We heard a rumour that across the Congo river thousands of Hutu's had fled to the dense bamboo forest which lies directly on the equator and were dying in droves of starvation and disease. Reaching them a few days later with colleague Sebastião Salgado I witnessed these disturbing scenes just as a handful of Doctors Without Borders personnel started to administer assistance as best they could. While their situation was far from the atrocities of the Rwandan genocide itself they bear witness to scenes I had yet to encounter; bodies laid bare to the bone, decomposing where they lay on the paths through the forest.

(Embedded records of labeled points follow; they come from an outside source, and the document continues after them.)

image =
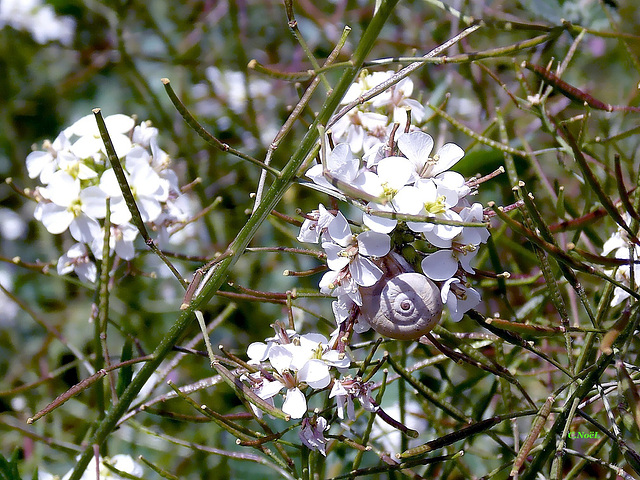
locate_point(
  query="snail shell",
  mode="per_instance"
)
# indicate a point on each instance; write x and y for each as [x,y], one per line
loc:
[403,305]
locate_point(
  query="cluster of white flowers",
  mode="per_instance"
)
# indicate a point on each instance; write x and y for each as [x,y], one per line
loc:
[620,244]
[37,18]
[299,365]
[289,361]
[77,180]
[405,178]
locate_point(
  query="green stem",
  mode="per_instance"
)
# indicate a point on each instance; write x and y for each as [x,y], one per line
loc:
[271,198]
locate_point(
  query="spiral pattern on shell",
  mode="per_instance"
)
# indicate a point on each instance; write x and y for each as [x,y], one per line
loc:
[405,306]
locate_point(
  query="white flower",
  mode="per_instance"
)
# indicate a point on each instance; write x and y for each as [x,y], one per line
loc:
[43,163]
[77,259]
[124,463]
[148,189]
[315,223]
[428,199]
[393,173]
[312,434]
[306,360]
[340,283]
[342,166]
[69,208]
[348,389]
[345,249]
[121,241]
[417,146]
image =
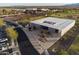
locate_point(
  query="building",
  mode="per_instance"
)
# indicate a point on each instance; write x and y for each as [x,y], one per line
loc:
[54,25]
[43,33]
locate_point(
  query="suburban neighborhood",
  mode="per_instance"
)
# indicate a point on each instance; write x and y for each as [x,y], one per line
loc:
[39,30]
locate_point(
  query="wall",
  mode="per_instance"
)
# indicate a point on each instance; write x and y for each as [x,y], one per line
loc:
[67,28]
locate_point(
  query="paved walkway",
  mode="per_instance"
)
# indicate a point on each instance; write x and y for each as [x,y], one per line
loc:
[39,45]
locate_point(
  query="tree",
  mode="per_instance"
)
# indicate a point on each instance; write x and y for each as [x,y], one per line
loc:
[12,34]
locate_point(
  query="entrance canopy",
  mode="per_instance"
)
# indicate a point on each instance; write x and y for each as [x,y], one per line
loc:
[55,23]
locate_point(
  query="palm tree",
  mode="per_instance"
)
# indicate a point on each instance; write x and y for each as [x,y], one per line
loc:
[12,34]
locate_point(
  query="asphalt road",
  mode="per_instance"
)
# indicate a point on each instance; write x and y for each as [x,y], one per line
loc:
[25,46]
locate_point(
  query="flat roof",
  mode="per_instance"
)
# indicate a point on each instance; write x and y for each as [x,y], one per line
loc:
[57,23]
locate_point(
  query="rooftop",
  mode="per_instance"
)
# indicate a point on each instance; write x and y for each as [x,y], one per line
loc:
[51,22]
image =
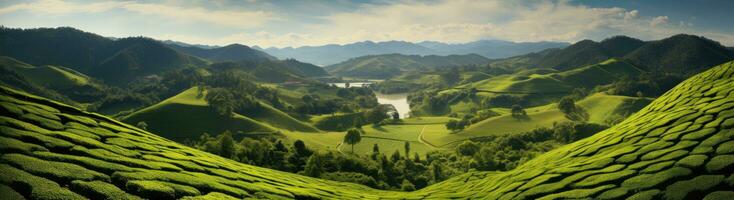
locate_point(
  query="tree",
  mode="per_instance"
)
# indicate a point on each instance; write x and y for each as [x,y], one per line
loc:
[407,149]
[451,125]
[468,148]
[221,100]
[395,156]
[376,115]
[353,137]
[455,125]
[226,145]
[395,115]
[436,172]
[300,148]
[567,105]
[518,111]
[407,185]
[314,166]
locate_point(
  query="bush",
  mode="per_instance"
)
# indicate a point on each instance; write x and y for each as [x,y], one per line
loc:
[352,177]
[100,190]
[467,148]
[63,172]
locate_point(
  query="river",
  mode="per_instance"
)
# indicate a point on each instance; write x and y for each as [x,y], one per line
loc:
[399,100]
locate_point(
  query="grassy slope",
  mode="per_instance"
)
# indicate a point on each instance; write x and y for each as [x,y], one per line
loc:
[187,116]
[57,77]
[547,85]
[389,137]
[599,106]
[200,118]
[678,147]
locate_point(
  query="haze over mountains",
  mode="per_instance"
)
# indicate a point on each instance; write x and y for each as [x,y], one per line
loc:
[683,54]
[332,53]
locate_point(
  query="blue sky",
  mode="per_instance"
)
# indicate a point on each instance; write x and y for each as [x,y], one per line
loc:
[283,23]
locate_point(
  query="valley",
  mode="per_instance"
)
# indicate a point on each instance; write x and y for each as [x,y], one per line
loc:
[365,100]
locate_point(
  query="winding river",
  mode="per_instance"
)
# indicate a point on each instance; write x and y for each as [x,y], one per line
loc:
[398,100]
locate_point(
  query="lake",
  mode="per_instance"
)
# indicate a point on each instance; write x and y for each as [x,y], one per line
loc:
[351,84]
[399,100]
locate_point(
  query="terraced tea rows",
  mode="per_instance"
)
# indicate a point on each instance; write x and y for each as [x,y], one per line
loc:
[678,147]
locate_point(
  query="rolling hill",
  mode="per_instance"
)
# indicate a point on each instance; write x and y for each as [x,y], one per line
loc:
[389,65]
[678,147]
[685,54]
[50,81]
[233,53]
[681,54]
[115,61]
[549,82]
[333,53]
[600,107]
[187,115]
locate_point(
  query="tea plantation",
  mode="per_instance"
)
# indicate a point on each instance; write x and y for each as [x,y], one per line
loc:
[681,146]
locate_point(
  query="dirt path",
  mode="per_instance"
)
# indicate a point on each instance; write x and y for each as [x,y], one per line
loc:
[420,139]
[338,149]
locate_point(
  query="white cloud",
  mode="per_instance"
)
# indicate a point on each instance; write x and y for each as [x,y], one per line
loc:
[408,20]
[60,7]
[631,15]
[181,14]
[242,19]
[659,20]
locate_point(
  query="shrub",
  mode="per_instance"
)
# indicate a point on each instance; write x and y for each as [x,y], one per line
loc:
[63,172]
[100,190]
[37,187]
[352,177]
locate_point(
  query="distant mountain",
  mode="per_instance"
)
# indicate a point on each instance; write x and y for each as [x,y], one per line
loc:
[58,83]
[331,54]
[277,71]
[492,48]
[679,54]
[115,61]
[683,54]
[389,65]
[183,44]
[233,52]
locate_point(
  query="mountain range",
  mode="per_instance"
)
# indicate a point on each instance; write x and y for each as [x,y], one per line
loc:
[390,65]
[117,61]
[333,53]
[681,54]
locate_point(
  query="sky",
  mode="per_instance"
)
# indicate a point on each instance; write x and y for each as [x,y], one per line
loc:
[294,23]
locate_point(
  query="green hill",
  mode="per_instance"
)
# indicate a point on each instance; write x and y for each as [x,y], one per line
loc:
[678,147]
[600,107]
[389,65]
[680,54]
[187,115]
[534,81]
[114,61]
[49,76]
[50,81]
[233,52]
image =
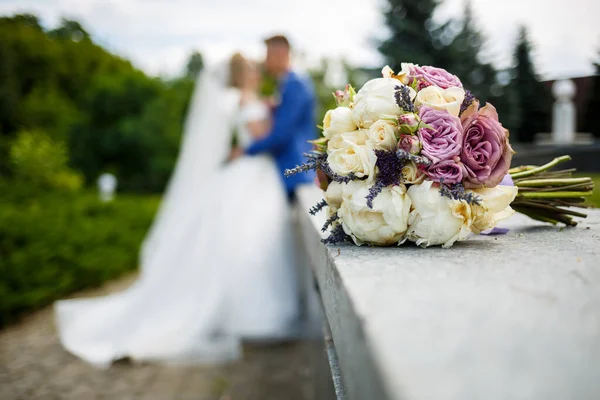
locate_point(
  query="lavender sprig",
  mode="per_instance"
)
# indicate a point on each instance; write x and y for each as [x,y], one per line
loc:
[457,192]
[469,99]
[402,96]
[374,192]
[313,162]
[317,161]
[337,235]
[329,221]
[318,207]
[390,173]
[338,178]
[404,155]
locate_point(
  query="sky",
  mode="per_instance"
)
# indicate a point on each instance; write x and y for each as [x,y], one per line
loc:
[159,35]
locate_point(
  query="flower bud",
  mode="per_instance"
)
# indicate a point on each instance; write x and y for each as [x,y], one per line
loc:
[410,144]
[343,98]
[408,123]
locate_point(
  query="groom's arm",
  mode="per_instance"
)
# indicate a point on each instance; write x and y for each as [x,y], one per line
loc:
[286,117]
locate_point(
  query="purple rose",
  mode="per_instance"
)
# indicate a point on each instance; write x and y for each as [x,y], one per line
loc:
[410,144]
[448,171]
[486,153]
[442,137]
[428,76]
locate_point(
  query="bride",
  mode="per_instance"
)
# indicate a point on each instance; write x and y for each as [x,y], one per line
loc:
[218,264]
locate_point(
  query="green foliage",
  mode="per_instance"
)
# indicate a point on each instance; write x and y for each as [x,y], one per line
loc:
[111,115]
[532,97]
[42,162]
[592,121]
[194,65]
[54,243]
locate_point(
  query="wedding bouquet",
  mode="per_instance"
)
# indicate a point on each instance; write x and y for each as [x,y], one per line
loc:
[412,156]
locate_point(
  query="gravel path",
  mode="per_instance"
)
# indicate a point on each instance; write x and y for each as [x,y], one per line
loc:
[33,365]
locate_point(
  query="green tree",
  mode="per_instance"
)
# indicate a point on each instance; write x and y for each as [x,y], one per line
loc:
[70,30]
[464,51]
[591,121]
[194,65]
[413,37]
[532,97]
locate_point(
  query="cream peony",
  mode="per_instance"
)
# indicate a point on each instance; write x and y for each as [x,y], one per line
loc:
[337,142]
[494,206]
[333,196]
[412,174]
[383,225]
[337,121]
[435,219]
[353,158]
[376,100]
[441,99]
[383,135]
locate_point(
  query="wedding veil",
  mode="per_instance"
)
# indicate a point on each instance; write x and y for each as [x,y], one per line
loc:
[205,146]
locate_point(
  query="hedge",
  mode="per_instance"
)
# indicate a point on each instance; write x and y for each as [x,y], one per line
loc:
[55,243]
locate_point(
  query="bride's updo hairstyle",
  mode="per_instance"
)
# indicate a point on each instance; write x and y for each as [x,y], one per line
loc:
[237,69]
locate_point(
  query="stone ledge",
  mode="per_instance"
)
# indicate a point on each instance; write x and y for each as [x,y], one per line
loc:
[515,316]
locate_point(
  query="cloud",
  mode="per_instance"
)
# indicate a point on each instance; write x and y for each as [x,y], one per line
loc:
[159,34]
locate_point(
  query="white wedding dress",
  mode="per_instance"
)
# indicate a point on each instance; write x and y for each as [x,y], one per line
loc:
[218,264]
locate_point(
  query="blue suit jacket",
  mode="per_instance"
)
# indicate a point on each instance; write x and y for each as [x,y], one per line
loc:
[293,127]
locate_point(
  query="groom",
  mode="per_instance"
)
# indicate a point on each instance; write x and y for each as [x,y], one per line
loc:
[294,118]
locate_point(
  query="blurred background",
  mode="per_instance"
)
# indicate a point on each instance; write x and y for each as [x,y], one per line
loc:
[89,87]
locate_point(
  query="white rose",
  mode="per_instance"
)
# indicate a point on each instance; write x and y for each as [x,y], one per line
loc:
[436,219]
[441,99]
[384,224]
[333,196]
[337,121]
[494,206]
[412,174]
[337,142]
[353,158]
[383,135]
[375,100]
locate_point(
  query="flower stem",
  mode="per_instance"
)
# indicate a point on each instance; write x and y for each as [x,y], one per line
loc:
[552,182]
[543,168]
[557,195]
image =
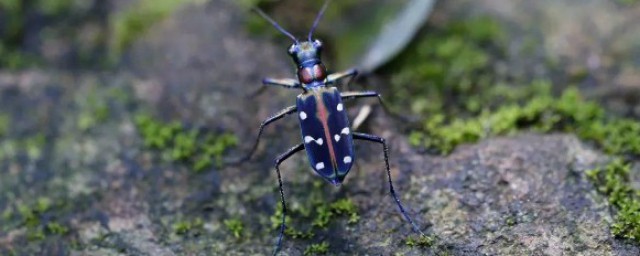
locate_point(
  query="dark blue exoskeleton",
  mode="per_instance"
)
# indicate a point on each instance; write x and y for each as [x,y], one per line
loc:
[324,124]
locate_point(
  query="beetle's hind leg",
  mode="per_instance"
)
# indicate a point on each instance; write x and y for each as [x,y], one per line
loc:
[373,138]
[278,161]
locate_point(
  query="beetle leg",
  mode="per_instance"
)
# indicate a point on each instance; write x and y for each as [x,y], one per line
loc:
[373,138]
[284,156]
[351,74]
[282,113]
[288,83]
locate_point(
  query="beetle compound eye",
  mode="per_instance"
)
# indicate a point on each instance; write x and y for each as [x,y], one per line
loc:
[319,72]
[292,49]
[305,75]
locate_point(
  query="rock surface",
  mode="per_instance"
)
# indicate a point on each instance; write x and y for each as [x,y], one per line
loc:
[523,195]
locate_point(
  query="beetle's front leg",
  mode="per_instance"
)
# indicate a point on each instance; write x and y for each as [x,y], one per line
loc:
[282,113]
[288,83]
[351,74]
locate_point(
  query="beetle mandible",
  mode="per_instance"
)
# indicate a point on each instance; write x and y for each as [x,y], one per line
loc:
[324,124]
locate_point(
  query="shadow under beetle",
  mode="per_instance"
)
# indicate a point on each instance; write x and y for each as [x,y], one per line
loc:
[326,134]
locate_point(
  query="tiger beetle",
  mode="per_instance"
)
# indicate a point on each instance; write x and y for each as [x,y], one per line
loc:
[323,120]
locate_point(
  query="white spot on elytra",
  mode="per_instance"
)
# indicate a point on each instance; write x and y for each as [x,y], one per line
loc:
[308,139]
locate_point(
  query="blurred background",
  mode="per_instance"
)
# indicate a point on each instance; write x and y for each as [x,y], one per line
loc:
[116,118]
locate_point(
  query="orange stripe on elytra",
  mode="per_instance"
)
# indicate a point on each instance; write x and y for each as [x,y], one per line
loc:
[324,119]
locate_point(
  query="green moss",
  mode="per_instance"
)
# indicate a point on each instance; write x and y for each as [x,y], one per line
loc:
[543,113]
[185,227]
[316,249]
[324,214]
[55,7]
[4,124]
[448,66]
[420,241]
[191,146]
[57,229]
[613,181]
[235,226]
[39,218]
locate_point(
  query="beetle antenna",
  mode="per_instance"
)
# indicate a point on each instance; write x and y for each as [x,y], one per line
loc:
[275,24]
[320,14]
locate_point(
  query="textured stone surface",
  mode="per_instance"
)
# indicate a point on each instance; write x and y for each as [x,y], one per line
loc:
[523,195]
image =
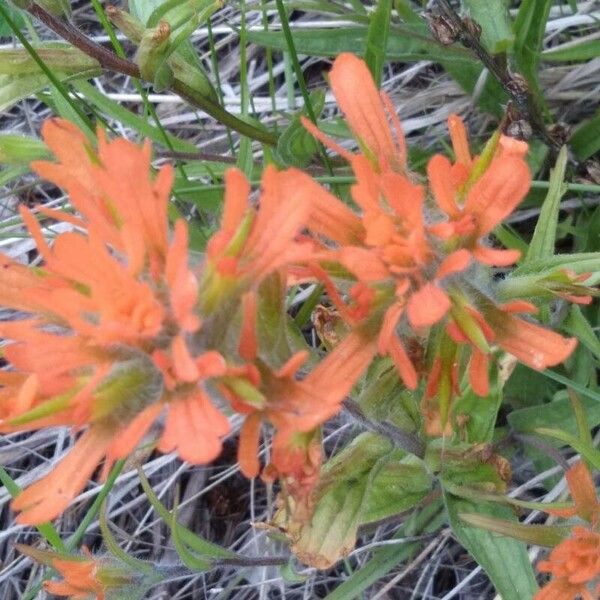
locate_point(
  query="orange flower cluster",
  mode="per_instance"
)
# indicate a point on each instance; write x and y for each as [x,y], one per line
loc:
[415,264]
[124,338]
[85,577]
[575,562]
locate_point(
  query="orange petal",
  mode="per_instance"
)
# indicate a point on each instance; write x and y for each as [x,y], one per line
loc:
[583,491]
[427,306]
[533,345]
[439,173]
[460,141]
[183,363]
[478,373]
[403,363]
[194,429]
[359,99]
[248,344]
[388,327]
[456,262]
[48,497]
[496,258]
[248,446]
[498,192]
[337,373]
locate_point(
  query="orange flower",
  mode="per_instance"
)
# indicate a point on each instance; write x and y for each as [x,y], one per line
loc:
[254,242]
[575,562]
[126,211]
[369,113]
[114,309]
[407,272]
[476,197]
[84,577]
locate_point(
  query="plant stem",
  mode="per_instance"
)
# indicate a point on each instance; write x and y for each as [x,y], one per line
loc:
[515,87]
[402,439]
[110,61]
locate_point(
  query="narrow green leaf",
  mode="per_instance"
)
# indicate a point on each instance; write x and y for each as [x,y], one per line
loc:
[576,324]
[385,559]
[411,43]
[585,142]
[505,560]
[544,237]
[114,548]
[47,530]
[377,37]
[493,17]
[399,484]
[527,420]
[540,535]
[577,51]
[129,119]
[583,426]
[191,539]
[585,449]
[188,558]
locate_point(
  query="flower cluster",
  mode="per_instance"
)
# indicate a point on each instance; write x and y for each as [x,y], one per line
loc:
[123,340]
[575,562]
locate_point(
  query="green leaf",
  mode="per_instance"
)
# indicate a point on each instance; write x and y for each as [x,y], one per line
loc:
[527,420]
[17,87]
[492,15]
[540,535]
[530,27]
[544,237]
[296,146]
[15,14]
[404,43]
[191,539]
[339,503]
[400,483]
[46,530]
[20,149]
[505,560]
[579,262]
[377,38]
[585,142]
[481,412]
[582,446]
[576,51]
[129,119]
[576,324]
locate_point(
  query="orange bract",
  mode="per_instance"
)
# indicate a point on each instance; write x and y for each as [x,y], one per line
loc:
[575,562]
[115,306]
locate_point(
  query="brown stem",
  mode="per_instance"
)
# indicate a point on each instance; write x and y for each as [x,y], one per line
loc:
[514,84]
[110,61]
[107,59]
[402,439]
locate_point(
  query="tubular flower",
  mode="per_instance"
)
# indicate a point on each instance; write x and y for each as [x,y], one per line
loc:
[575,562]
[110,342]
[476,195]
[294,407]
[84,577]
[406,274]
[254,242]
[370,114]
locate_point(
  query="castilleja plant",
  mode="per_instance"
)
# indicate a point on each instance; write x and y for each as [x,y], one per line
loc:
[126,342]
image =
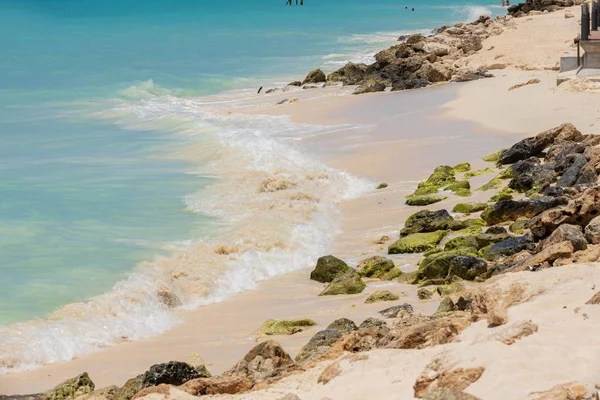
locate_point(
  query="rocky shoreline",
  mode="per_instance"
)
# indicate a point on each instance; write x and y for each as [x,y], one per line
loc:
[543,212]
[419,61]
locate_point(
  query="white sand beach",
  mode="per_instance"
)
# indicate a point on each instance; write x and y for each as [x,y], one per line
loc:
[399,138]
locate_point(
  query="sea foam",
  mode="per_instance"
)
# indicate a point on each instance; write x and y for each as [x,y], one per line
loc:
[278,209]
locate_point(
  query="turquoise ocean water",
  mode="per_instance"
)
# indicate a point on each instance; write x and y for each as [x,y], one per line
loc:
[84,199]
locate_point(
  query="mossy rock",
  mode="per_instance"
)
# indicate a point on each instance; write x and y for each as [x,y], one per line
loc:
[273,327]
[433,251]
[327,268]
[382,295]
[417,242]
[130,389]
[425,190]
[491,185]
[479,172]
[462,167]
[375,267]
[471,226]
[424,200]
[424,294]
[469,208]
[469,241]
[463,192]
[348,283]
[494,157]
[431,221]
[507,173]
[441,176]
[446,305]
[391,274]
[454,287]
[72,388]
[519,226]
[437,265]
[458,185]
[504,194]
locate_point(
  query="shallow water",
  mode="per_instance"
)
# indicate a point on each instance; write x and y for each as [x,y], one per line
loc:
[109,157]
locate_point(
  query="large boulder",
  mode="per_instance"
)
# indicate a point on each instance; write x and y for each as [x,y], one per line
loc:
[592,231]
[284,327]
[317,345]
[378,267]
[566,232]
[72,388]
[437,265]
[314,76]
[327,268]
[579,211]
[370,88]
[511,210]
[417,242]
[508,247]
[435,73]
[534,146]
[467,267]
[546,257]
[171,373]
[348,283]
[439,49]
[381,295]
[343,325]
[349,74]
[431,221]
[571,174]
[266,360]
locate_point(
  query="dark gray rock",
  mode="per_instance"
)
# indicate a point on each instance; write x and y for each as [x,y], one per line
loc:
[318,344]
[510,210]
[328,268]
[566,232]
[342,325]
[171,373]
[467,267]
[509,247]
[372,323]
[393,312]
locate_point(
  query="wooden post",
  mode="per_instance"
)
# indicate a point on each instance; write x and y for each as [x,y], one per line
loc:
[585,21]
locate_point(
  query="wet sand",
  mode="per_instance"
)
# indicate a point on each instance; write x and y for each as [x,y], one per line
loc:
[401,138]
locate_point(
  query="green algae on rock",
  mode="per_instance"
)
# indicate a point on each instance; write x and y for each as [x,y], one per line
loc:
[382,295]
[417,242]
[348,283]
[424,200]
[446,305]
[72,388]
[478,172]
[495,183]
[436,266]
[460,242]
[327,268]
[494,157]
[504,194]
[284,327]
[469,208]
[462,167]
[424,294]
[375,267]
[391,274]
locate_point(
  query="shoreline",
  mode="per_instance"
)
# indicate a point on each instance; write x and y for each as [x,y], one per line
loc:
[345,160]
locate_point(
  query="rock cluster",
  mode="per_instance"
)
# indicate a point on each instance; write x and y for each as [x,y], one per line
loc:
[521,9]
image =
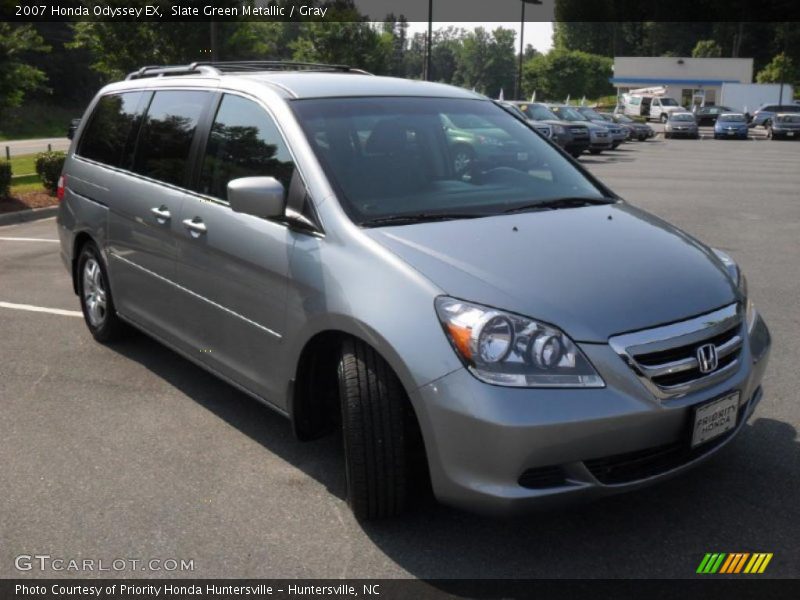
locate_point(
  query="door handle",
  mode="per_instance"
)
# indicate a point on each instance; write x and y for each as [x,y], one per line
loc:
[161,213]
[195,226]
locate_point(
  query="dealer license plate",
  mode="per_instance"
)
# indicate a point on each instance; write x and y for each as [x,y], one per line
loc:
[715,418]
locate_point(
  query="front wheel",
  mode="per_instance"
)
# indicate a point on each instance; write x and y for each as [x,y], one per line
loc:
[376,433]
[94,291]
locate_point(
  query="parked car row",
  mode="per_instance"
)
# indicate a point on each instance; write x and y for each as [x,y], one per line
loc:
[578,129]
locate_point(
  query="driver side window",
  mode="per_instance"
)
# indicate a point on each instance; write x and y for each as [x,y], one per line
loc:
[243,142]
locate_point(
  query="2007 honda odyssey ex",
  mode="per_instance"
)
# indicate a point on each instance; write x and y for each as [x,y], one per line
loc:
[477,310]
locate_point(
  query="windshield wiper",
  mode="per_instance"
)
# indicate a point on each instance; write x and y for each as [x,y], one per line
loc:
[418,218]
[556,203]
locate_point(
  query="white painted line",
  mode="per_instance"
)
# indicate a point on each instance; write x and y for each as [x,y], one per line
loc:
[7,239]
[52,311]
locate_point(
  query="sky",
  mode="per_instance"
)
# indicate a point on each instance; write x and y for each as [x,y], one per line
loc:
[538,34]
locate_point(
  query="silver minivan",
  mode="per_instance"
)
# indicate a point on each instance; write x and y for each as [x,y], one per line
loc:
[505,328]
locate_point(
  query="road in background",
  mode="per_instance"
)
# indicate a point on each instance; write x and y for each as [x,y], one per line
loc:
[132,451]
[21,147]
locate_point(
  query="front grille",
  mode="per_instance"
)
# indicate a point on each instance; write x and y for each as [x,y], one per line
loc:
[666,358]
[641,464]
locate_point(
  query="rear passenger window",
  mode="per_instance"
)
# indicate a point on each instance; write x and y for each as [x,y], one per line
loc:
[244,142]
[165,139]
[112,129]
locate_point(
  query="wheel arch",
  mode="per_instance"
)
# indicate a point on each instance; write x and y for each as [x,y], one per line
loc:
[312,395]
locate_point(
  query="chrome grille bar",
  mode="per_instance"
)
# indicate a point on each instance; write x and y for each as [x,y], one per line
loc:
[665,358]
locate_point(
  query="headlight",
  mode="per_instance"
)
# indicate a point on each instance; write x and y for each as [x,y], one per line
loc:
[506,349]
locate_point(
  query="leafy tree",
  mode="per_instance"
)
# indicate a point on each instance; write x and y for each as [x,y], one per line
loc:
[487,61]
[560,73]
[780,69]
[707,49]
[18,77]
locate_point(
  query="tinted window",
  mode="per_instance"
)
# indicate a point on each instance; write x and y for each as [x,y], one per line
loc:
[162,151]
[112,129]
[244,142]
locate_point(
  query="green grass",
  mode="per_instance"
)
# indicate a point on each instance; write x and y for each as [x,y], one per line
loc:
[37,120]
[23,175]
[27,184]
[22,165]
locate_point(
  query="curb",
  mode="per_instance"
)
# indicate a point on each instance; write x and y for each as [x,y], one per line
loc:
[31,214]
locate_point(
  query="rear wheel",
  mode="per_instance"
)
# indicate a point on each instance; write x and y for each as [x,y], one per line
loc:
[377,433]
[94,291]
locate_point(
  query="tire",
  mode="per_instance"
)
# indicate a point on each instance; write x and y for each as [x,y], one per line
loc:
[376,433]
[94,293]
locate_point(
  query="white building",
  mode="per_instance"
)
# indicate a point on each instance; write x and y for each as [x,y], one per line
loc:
[688,80]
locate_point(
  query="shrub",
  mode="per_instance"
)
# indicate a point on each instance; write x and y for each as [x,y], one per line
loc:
[5,178]
[48,167]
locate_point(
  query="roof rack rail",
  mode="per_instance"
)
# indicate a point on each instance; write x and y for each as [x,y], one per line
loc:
[221,67]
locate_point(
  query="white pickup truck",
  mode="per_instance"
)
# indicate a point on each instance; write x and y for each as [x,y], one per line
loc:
[650,105]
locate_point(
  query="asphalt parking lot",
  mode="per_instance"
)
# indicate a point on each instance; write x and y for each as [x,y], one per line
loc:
[131,451]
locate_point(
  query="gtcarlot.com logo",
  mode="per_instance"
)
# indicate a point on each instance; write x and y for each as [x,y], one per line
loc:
[734,563]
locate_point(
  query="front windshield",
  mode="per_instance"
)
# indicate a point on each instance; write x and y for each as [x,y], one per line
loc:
[390,157]
[537,112]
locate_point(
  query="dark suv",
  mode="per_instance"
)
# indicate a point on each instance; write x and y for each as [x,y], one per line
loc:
[766,114]
[573,137]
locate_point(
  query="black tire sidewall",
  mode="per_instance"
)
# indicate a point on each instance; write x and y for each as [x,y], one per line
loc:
[111,324]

Impossible as it was to tell whether amongst them were those who had committed the crimes in Rwanda it was one if not the most pathetic of scenes I have ever witnessed in the numerous humanitarian documentary work I have undertaken. French cameraman Roger Motte and I were in stunned silence for weeks after, not by the dead for there was nothing we could have done, but by the dying lives ebbing away we could not save. A young woman on a makeshift stretcher, abandoned to her fate, her fly infested mouth abuzz just metres away from a picked clean skeleton of a man wearing brightly coloured striped trousers.
Photography ultimately fails under these conditions. There is no 'composition' you can make to show any of this make sense to any viewer. You had to be there as we say. Many of the pictures I took do not figure in this project. They are beyond revulsion. They need no captions for there are no words to adequately describe any of this. I let them speak for themselves.